Bizde seri katil ve seri cinayet yoktur!
Günlerden buyana üç kişinin katili olduğu iddia edilen Atalay Filiz isimli gencin nereden nereye gittiği, ne yiyip içtiği, valizinin rengi, vesairesi ile yatıp kalkıyoruz.
Basınımız da yine günlerdir Atalay Filiz’in “seri katil” olduğunu yazıp söylüyor ama bir husus hep gözardı ediliyor: Bizde “seri katil” olmadığı!
Seri katil sadece Türkiye’de değil, Şark dünyasında da yoktur; hattâ böyle câniler değil, bu şekilde işlenmiş suçlar da mevcut değildir ve “seri cinayet”e geçmişte de rastlanmaz.
Birkaç sene önce batı TV’lerindeki adlî tıp programlarının taklitlerini yapmaya başladığımız günlerde o programları hazırlayan arkadaşlardan bazıları benden tarihimizdeki seri katiller hakkında bilgi istemişler ve “Bizde seri katil mevcut olmamıştır. Örnek falan aramayın, bulamazsınız” dediğim zaman hayli şaşırmışlardı...
Tarih boyunca gerçi çok sayıda kişinin canını almış katillerimiz mebzul miktardadır. Belli bir yaşın üzerinde olanların hâlâ hatırladıkları ve isimleri “Osmaniye”, “Rize” yahut “Salacak Canavarı” gibi cinayetleri işledikleri yerlerle beraber anılan hayli katilimiz vardır ama bu caniler sadece çok kişiyi öldürmüş kişilerdir ve “seri katillik” ile alâkaları yoktur.

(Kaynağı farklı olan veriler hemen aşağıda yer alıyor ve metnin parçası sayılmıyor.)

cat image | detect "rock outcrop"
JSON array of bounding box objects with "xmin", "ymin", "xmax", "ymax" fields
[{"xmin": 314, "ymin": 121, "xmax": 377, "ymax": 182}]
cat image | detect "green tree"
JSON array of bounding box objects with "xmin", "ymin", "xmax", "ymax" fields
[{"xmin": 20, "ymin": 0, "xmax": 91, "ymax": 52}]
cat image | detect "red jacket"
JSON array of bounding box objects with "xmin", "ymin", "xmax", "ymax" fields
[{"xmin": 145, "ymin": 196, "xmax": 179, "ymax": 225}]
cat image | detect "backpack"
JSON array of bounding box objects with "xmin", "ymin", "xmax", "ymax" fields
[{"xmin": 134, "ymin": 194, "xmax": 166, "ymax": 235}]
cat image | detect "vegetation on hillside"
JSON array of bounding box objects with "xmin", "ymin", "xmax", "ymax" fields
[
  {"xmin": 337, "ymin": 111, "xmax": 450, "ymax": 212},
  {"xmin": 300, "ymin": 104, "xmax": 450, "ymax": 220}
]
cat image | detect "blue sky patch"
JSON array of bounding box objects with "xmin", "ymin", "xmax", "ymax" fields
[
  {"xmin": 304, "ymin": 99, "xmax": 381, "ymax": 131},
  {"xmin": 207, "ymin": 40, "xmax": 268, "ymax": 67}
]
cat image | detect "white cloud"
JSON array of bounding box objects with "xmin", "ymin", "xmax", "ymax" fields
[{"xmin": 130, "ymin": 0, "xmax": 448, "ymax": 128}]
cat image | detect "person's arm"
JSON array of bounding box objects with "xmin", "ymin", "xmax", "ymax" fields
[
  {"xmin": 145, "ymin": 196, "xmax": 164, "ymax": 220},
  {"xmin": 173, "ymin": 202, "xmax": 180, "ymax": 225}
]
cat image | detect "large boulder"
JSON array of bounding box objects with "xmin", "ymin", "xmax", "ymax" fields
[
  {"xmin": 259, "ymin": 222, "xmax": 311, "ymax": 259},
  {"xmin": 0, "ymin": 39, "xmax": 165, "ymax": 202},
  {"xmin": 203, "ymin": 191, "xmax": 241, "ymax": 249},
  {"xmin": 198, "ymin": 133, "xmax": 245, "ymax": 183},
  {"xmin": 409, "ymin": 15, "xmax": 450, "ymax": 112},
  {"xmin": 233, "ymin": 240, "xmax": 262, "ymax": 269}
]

Sadece seri katil ve seri cinayet mi? Gerçek mânâdaki polisiye ve cinayet romanlarımızın mâzisi bile sadece 15-20 seneden ibarettir!
CİNAYET ÇOK AMA “SERİ” DEĞİL
Adam hiddete kapılıp silâhı kapar, karısı, çocuğu, kayınpederi, hısımı, akrabası demeden önüne çıkanı vurup devirir veya kahvehaneye dalar, rakip ve düşman olarak gördüğü birkaç kişiyi başka dünyaya gönderiverir... Bir diğerinin ailesi nesiller öncesinden kan dâvâsı belâsına bulaşmış, çocuğun beyni senelerce “Babanın, dedenin, bilmemnenin kanlarını yerde bırakmayacaksın” terâneleri ile yıkanmıştır ve silâh tutabilecek yaşa geldiğinde ilk işi isimleri belletilen kişileri peşpeşe devirmek olur... Veya karısını başkasıyla basar, bazen de parasızlık canına tak dedirtir, yahut bir başka sebepten dolayı cinnet geçirir ve o âni hiddet ile can alıp durur...
Bütün bunlar “cinayet”, failleri de eli kanlı katillerdir ama “seri cinayet” ve “seri katil” kavramları ile alâkaları yoktur.
Seri katil rakibini ortadan kaldıran, elini anlık bir öfke ile kana bulayan yahut ilk cinayetini işledikten sonra yakalanma endişesi sebebiyle başkalarını canını alan bir öldürme mekanizması değil, cinayetlerini çözülmesi zor bir matematik problemi hazırlarcasına inceden inceden planladıktan sonra işleyen kişidir. Cinayetlerin maksadı da değişiktir; şöhret olmaktan ve kendisi gibi hastalıklı beyinlerden meydana gelecek bir hayran kitlesi yaratmaktan tutun, yakalanmasının ardından hikâyesini yayıncılara satarak para kazanma hevesine tutulmuş daha da sakatlıklara kadar uzanabilir.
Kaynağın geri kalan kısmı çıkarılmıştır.